Jack Edwards (Hong Kong) - Trivia

Trivia

  • It took him 45 years to write his book Banzai You Bastards!.
  • The first translator of his book, the Japanese journalist Shinji Nagino, was murdered in Montreal with two-thirds of the way to go.
  • After being requested by Diana, Princess of Wales to find the grave of Major-General Merton Beckwith-Smith, the father of Princess Diana's lady-in-waiting who had died as a POW in Japan, Edwards managed to locate it.
  • In 1981 the National Film Board of Canada released A War Story: Based on the Diaries of Dr. Ben Wheeler, docudrama produced, written, and directed by Anne Wheeler who's father was the Canadian doctor in the Kinkasekihe camp. Jack Edwards was a featured commentator in the film, along with several other former POWs who were interviewed in the documentary.

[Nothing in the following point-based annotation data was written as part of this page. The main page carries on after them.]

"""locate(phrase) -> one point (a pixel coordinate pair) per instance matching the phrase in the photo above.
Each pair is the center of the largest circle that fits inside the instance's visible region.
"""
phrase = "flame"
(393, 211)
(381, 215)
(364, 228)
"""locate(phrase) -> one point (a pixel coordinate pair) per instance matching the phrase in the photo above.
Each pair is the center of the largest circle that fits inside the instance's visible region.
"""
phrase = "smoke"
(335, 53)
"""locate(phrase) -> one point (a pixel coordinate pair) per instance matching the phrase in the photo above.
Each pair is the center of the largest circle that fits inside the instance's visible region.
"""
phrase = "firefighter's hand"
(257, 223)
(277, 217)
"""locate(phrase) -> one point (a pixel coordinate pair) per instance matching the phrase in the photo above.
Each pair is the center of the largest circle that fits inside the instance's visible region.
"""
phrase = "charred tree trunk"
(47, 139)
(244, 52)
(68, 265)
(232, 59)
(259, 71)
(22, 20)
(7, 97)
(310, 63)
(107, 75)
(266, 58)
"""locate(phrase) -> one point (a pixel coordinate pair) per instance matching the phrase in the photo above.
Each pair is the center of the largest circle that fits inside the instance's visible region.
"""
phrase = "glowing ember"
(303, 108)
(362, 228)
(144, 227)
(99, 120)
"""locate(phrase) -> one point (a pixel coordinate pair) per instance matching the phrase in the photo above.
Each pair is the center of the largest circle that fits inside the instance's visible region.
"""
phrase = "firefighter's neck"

  • In 2000, a memorial was erected in Kinkaseki to which Edwards returned for the second time with the help of a grant of £10,000 from the British Government.
  • Edwards and his other POW survivors escaped impending death at the hands of their Japanese captors by a mere two days due to the dropping of the two American atomic bombs at Hiroshima and Nagasaki.
  • When American aircraft began to drop supplies into Edwards' POW camp near the end of the war, several POWs and civilians were killed by the supplies which were dropped too low for their parachutes to work. Edwards was the only one to know flag semaphore in the camp as he had learned it in the Boys' Brigade. As Edwards frantically signalled "Don't Drop" the American aircraft circling overhead was about to drop supplies on top of him until the crew realised Edwards' signals. Interestingly, there was only one crew member on the aircraft who could read semaphore and he had learned it in the Boy Scouts of America.